Rethinking the Bad Rap of Rote
- bryan07965
- Aug 16, 2024
- 3 min read
Updated: Apr 28
It might be time to rethink how we see rote learning in education. Memorization and repetition often get a bad rap, especially since critical thinking is usually the star of the show. As we climb the academic and career ladder, and as we rightly focus on the ability of AI to recall anything for us in seconds, memorization logically takes a back seat. But here's why I think it has a worthy place in the future:
Automaticity. Research shows that being able to do things or recall information without even thinking about it is one of the hallmarks of an expert. Benjamin Bloom once described automaticity as "the hands and feet of genius." He called it "overtraining," practicing well beyond just being good at something, and said that this is what made people truly great at something. Overtraining is not a great term to use today, since it has negative consequences in both fitness and machine learning. But the human brain does gain something significant by going beyond the basic requirements of understanding, aiming instead at instant recall. When you know the basics cold, your brain can focus on the more nuance.

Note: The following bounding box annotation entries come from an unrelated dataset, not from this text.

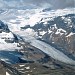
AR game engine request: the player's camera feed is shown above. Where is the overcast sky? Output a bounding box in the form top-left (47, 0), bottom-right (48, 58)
top-left (0, 0), bottom-right (75, 9)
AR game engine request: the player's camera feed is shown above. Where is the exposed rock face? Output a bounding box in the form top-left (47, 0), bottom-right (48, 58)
top-left (20, 14), bottom-right (75, 54)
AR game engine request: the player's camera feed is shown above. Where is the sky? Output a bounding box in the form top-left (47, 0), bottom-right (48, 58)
top-left (0, 0), bottom-right (75, 9)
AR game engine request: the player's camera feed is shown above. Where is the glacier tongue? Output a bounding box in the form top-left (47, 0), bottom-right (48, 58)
top-left (15, 31), bottom-right (75, 65)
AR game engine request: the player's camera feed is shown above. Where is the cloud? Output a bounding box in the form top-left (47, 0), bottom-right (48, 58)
top-left (0, 0), bottom-right (75, 9)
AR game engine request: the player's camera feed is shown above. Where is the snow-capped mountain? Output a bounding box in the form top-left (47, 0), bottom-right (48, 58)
top-left (0, 8), bottom-right (75, 53)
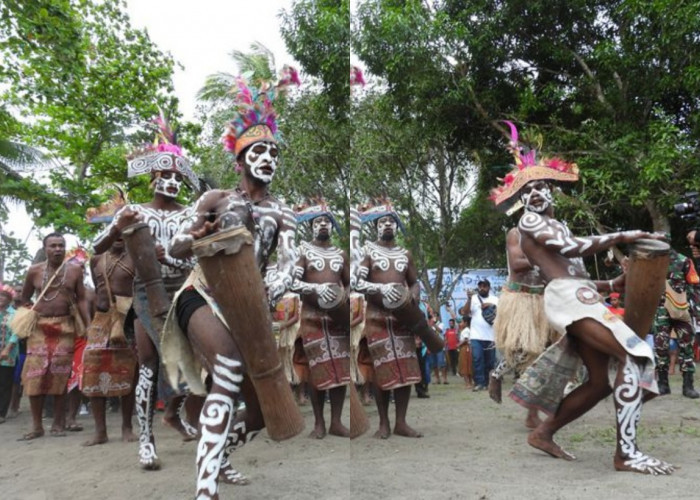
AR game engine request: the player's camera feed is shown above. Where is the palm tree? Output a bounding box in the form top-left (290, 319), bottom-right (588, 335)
top-left (197, 42), bottom-right (276, 106)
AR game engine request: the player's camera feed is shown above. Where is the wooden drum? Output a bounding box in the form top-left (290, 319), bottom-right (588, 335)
top-left (625, 239), bottom-right (670, 339)
top-left (192, 226), bottom-right (304, 441)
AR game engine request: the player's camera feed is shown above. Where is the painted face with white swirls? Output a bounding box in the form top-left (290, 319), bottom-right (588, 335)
top-left (520, 180), bottom-right (554, 214)
top-left (377, 215), bottom-right (397, 241)
top-left (155, 172), bottom-right (182, 198)
top-left (243, 141), bottom-right (279, 184)
top-left (311, 215), bottom-right (333, 241)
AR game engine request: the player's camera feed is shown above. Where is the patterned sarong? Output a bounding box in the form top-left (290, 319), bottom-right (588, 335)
top-left (359, 307), bottom-right (421, 391)
top-left (22, 316), bottom-right (75, 396)
top-left (301, 306), bottom-right (350, 391)
top-left (510, 279), bottom-right (658, 415)
top-left (80, 302), bottom-right (137, 397)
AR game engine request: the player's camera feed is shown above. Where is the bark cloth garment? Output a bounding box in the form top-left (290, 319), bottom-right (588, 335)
top-left (358, 307), bottom-right (421, 391)
top-left (350, 292), bottom-right (367, 384)
top-left (512, 278), bottom-right (659, 415)
top-left (22, 316), bottom-right (75, 396)
top-left (80, 296), bottom-right (137, 398)
top-left (295, 307), bottom-right (350, 391)
top-left (493, 281), bottom-right (559, 373)
top-left (273, 293), bottom-right (303, 385)
top-left (159, 264), bottom-right (228, 396)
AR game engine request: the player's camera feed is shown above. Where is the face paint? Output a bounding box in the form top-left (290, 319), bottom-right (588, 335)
top-left (244, 141), bottom-right (279, 184)
top-left (311, 215), bottom-right (333, 241)
top-left (377, 215), bottom-right (397, 241)
top-left (520, 181), bottom-right (553, 214)
top-left (155, 172), bottom-right (182, 198)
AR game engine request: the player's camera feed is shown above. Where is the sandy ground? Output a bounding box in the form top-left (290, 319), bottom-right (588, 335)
top-left (0, 375), bottom-right (700, 500)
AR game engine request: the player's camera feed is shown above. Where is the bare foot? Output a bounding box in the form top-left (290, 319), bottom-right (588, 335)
top-left (219, 460), bottom-right (250, 486)
top-left (394, 424), bottom-right (423, 437)
top-left (122, 427), bottom-right (139, 443)
top-left (614, 451), bottom-right (675, 476)
top-left (328, 422), bottom-right (350, 437)
top-left (525, 409), bottom-right (542, 429)
top-left (374, 423), bottom-right (391, 439)
top-left (309, 424), bottom-right (326, 439)
top-left (489, 376), bottom-right (502, 404)
top-left (527, 429), bottom-right (576, 460)
top-left (163, 415), bottom-right (197, 441)
top-left (81, 434), bottom-right (109, 446)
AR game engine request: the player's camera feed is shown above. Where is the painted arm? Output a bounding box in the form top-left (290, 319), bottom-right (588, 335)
top-left (406, 252), bottom-right (420, 302)
top-left (355, 255), bottom-right (401, 302)
top-left (518, 212), bottom-right (663, 257)
top-left (168, 189), bottom-right (224, 260)
top-left (266, 205), bottom-right (297, 304)
top-left (506, 227), bottom-right (532, 274)
top-left (92, 205), bottom-right (142, 255)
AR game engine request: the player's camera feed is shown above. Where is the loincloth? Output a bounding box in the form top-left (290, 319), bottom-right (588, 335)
top-left (159, 265), bottom-right (228, 396)
top-left (277, 321), bottom-right (301, 385)
top-left (358, 308), bottom-right (421, 391)
top-left (300, 312), bottom-right (350, 391)
top-left (493, 283), bottom-right (559, 372)
top-left (80, 307), bottom-right (137, 397)
top-left (22, 316), bottom-right (75, 396)
top-left (350, 292), bottom-right (366, 384)
top-left (510, 279), bottom-right (658, 415)
top-left (457, 343), bottom-right (474, 377)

An obvious example is driving. When you drove on the highway for the first time, you were focused exclusively on staying in your lane and alive. But after a while, you naturally began thinking about the best route for avoiding traffic, and then, what's in store at your next meeting. That's expertise in play, built on automaticity.
A colleague of mine started at a new firm and was asked to memorize client presentations word for word. He is a lawyer, and knows how to think on his feet. At first he was skeptical, but in the process of memorizing he came across terms and ideas he knew he needed to understand better. He very quickly became fluent in a legal arena that was new to him. Memorization gave him a base, a head start on the path to becoming an expert. Rote learning sped up his career.

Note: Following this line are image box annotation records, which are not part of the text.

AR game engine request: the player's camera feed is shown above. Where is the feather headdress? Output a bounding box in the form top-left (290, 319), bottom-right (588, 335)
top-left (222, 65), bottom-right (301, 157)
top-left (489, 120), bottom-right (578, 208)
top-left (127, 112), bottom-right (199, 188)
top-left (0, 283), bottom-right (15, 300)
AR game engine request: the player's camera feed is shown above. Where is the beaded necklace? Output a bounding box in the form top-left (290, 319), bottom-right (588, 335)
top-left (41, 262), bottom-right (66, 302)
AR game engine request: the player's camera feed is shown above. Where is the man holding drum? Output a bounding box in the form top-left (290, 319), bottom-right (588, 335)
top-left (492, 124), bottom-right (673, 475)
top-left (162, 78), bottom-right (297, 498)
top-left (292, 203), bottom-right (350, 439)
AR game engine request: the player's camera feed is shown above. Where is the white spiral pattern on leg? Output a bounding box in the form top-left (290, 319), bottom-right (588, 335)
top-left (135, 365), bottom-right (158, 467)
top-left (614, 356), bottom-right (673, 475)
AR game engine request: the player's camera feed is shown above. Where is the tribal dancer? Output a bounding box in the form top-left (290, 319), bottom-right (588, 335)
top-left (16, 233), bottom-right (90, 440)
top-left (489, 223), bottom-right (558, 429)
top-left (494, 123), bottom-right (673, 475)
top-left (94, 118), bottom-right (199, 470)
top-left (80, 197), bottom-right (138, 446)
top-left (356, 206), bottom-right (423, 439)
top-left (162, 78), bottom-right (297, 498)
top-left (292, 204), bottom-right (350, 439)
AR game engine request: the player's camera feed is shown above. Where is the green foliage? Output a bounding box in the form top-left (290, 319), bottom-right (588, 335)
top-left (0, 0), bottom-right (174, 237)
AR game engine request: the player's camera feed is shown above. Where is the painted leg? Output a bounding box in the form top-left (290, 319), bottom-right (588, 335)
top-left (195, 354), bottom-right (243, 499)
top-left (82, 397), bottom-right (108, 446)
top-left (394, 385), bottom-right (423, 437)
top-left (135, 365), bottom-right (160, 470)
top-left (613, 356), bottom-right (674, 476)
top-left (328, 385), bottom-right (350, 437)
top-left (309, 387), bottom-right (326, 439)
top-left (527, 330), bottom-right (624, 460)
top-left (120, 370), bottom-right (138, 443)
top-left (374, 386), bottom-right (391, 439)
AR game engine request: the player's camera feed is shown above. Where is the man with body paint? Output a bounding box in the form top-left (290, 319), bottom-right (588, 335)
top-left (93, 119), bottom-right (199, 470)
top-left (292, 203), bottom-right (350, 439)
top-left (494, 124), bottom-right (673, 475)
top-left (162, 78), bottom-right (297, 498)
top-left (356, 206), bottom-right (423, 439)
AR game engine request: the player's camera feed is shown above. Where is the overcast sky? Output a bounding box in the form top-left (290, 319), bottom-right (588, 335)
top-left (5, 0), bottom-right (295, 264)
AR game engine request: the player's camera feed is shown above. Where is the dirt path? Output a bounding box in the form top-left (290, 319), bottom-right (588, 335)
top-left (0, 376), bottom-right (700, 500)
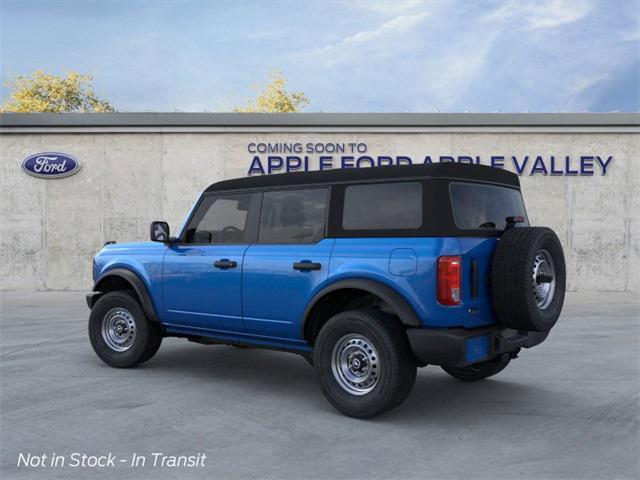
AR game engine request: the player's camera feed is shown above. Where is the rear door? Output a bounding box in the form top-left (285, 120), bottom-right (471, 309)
top-left (242, 187), bottom-right (334, 340)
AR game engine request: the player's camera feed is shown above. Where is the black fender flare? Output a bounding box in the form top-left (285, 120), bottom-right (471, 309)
top-left (87, 268), bottom-right (160, 323)
top-left (301, 278), bottom-right (422, 337)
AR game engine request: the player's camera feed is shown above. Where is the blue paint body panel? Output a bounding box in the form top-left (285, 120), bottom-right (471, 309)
top-left (95, 237), bottom-right (496, 350)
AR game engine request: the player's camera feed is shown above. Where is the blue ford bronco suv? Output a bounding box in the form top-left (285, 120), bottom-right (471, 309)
top-left (87, 163), bottom-right (565, 417)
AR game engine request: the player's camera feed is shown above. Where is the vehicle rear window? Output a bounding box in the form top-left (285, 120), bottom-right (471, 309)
top-left (449, 182), bottom-right (529, 230)
top-left (342, 182), bottom-right (423, 230)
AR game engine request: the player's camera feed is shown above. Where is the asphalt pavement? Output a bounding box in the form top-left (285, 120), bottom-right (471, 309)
top-left (0, 292), bottom-right (640, 479)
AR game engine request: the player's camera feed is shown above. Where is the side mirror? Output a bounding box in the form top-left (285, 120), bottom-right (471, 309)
top-left (149, 222), bottom-right (171, 243)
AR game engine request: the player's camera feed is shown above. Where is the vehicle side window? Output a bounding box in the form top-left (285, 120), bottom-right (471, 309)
top-left (258, 188), bottom-right (329, 243)
top-left (342, 182), bottom-right (423, 230)
top-left (449, 182), bottom-right (529, 230)
top-left (185, 193), bottom-right (254, 244)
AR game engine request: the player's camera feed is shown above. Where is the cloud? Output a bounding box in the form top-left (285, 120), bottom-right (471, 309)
top-left (300, 12), bottom-right (427, 66)
top-left (352, 0), bottom-right (427, 16)
top-left (485, 0), bottom-right (593, 30)
top-left (422, 30), bottom-right (500, 110)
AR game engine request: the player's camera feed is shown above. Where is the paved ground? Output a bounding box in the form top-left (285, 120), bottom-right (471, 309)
top-left (0, 293), bottom-right (640, 479)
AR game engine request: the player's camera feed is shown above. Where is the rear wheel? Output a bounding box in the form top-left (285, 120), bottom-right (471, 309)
top-left (442, 355), bottom-right (511, 382)
top-left (89, 291), bottom-right (162, 368)
top-left (314, 310), bottom-right (416, 418)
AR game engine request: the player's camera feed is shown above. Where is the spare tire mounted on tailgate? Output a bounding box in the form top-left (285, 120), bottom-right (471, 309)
top-left (491, 227), bottom-right (566, 332)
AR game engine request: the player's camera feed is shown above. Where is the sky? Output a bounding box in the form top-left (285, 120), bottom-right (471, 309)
top-left (0, 0), bottom-right (640, 112)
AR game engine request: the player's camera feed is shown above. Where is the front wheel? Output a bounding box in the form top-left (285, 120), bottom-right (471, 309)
top-left (314, 310), bottom-right (416, 418)
top-left (442, 355), bottom-right (511, 382)
top-left (89, 291), bottom-right (162, 368)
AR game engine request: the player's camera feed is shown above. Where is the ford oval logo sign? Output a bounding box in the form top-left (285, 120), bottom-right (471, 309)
top-left (22, 152), bottom-right (80, 178)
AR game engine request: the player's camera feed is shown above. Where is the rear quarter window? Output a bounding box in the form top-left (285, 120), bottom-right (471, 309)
top-left (449, 182), bottom-right (529, 230)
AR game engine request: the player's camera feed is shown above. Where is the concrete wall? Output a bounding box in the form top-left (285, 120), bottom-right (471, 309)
top-left (0, 128), bottom-right (640, 291)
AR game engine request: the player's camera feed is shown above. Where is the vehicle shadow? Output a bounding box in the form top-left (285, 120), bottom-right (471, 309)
top-left (143, 344), bottom-right (567, 426)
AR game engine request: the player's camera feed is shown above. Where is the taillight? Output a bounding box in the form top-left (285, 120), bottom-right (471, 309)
top-left (438, 257), bottom-right (462, 305)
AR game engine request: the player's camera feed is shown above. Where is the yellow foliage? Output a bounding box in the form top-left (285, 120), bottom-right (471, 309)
top-left (233, 72), bottom-right (309, 113)
top-left (0, 70), bottom-right (115, 113)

I led the development of training for a new healthcare-related business where entry-level employees needed to get comfortable talking to customers. Even though they were paid the equivalent of entry-level food service employees, they were dealing with people's nutritional health and needed to get it right. So we came up with five "mantras" – short, simple statements they could repeat to customers about the brand promise, the nutrition, the process, the pricing, and the product. Each mantra had two "power phrases" that added extra context. Memorization of a one-page cheat sheet then became a quick path to effectiveness on the job. And it also gave them foundational categories for all their subsequent training, which was helpful because categorization is another hallmark of expertise.

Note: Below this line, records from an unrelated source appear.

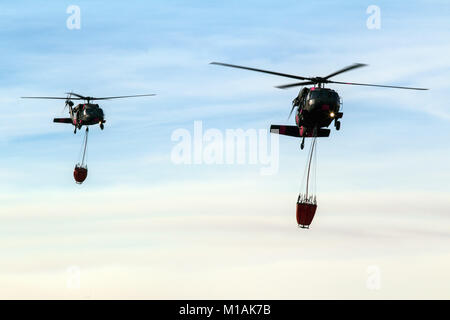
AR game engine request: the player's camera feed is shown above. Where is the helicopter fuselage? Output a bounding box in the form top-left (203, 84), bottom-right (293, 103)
top-left (72, 103), bottom-right (105, 127)
top-left (293, 87), bottom-right (343, 136)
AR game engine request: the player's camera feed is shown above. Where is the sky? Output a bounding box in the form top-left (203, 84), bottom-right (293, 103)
top-left (0, 0), bottom-right (450, 299)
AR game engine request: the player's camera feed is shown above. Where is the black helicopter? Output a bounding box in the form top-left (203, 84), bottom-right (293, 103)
top-left (22, 92), bottom-right (154, 133)
top-left (211, 62), bottom-right (428, 149)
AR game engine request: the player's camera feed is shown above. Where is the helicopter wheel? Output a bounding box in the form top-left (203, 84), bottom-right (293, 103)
top-left (334, 121), bottom-right (341, 131)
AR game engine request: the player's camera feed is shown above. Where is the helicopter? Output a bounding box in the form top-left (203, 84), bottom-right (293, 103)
top-left (21, 92), bottom-right (155, 134)
top-left (210, 62), bottom-right (428, 149)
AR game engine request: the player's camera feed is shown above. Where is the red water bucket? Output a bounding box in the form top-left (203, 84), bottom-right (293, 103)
top-left (297, 202), bottom-right (317, 229)
top-left (73, 165), bottom-right (87, 184)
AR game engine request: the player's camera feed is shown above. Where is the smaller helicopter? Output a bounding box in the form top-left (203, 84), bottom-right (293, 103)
top-left (211, 62), bottom-right (428, 149)
top-left (22, 92), bottom-right (155, 134)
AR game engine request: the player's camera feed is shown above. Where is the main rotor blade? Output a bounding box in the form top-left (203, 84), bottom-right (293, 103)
top-left (90, 93), bottom-right (156, 100)
top-left (275, 81), bottom-right (315, 89)
top-left (66, 92), bottom-right (87, 100)
top-left (327, 80), bottom-right (429, 90)
top-left (210, 62), bottom-right (311, 80)
top-left (324, 63), bottom-right (367, 79)
top-left (20, 97), bottom-right (84, 100)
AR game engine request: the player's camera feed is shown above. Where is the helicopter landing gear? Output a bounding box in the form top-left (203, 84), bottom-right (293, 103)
top-left (334, 120), bottom-right (341, 131)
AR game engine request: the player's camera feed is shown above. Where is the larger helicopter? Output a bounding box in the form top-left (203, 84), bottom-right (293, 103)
top-left (211, 62), bottom-right (428, 149)
top-left (22, 92), bottom-right (154, 134)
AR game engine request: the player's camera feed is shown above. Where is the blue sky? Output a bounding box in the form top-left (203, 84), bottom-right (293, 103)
top-left (0, 1), bottom-right (450, 298)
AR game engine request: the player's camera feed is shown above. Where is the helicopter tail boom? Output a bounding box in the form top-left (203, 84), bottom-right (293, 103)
top-left (270, 124), bottom-right (330, 138)
top-left (53, 118), bottom-right (73, 124)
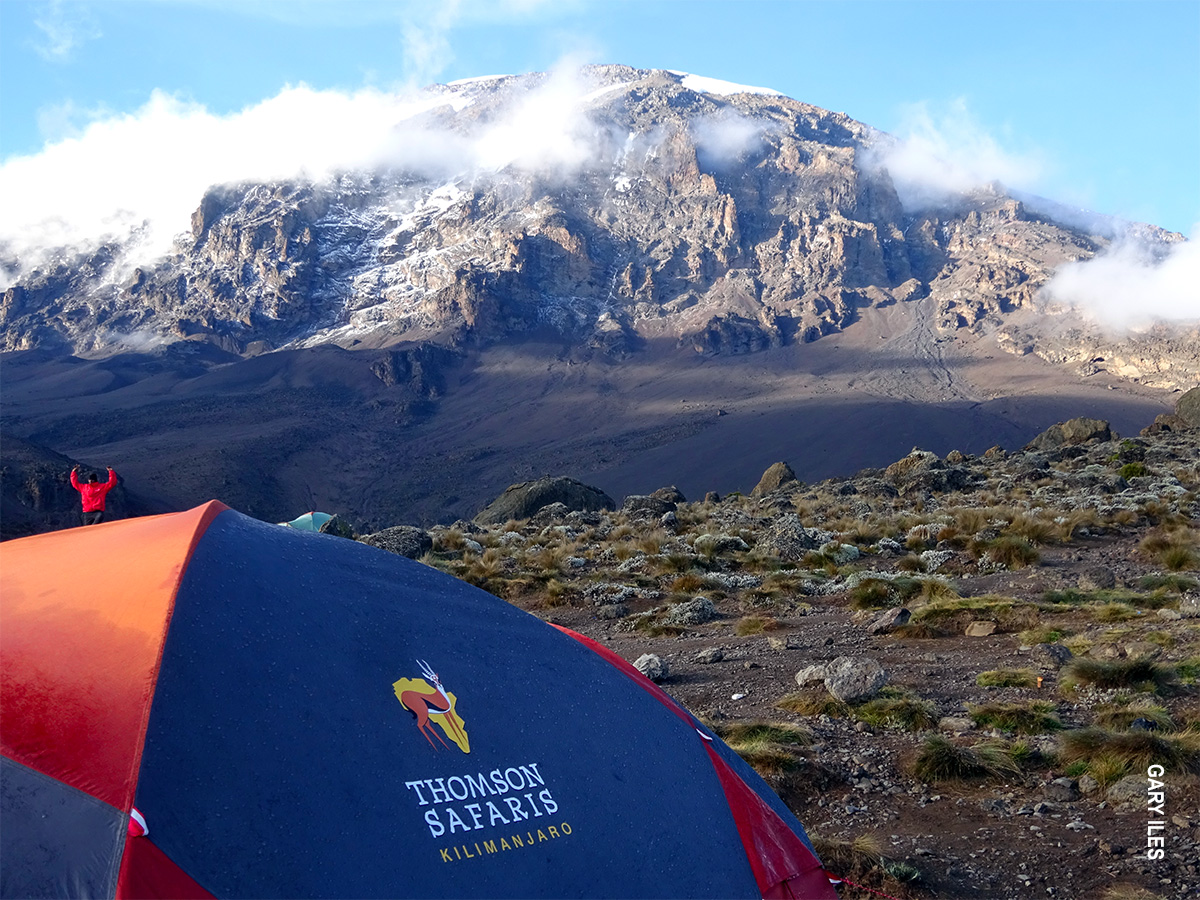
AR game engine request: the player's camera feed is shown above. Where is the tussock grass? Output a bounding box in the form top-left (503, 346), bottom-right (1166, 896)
top-left (1061, 658), bottom-right (1176, 694)
top-left (1058, 726), bottom-right (1200, 780)
top-left (1097, 881), bottom-right (1163, 900)
top-left (912, 734), bottom-right (1021, 782)
top-left (1016, 625), bottom-right (1070, 647)
top-left (809, 834), bottom-right (922, 898)
top-left (911, 596), bottom-right (1038, 634)
top-left (970, 534), bottom-right (1042, 569)
top-left (733, 616), bottom-right (782, 637)
top-left (1092, 704), bottom-right (1175, 731)
top-left (709, 721), bottom-right (812, 775)
top-left (976, 668), bottom-right (1038, 688)
top-left (851, 688), bottom-right (938, 731)
top-left (1138, 574), bottom-right (1200, 594)
top-left (967, 700), bottom-right (1063, 734)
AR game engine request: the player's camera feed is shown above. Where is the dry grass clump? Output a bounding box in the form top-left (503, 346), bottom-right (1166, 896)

And then there's Artificial Intelligence, which is also built on repetition. These systems develop their cognitive capabilities through exposure to millions of examples, processing operations repeatedly while engineers evaluate outcomes and refine algorithms. Neural networks typically require training on massive datasets, performing millions upon millions, even billions of iterations to learn effectively. This process, teaching machines through extensive repetition, exactly parallels how humans develop expertise.
Sometimes, being innovative is about using old ideas in new ways. With so many e-learning tools to help with memorization and repetition, maybe we should add to our higher-level focus some of the old methods.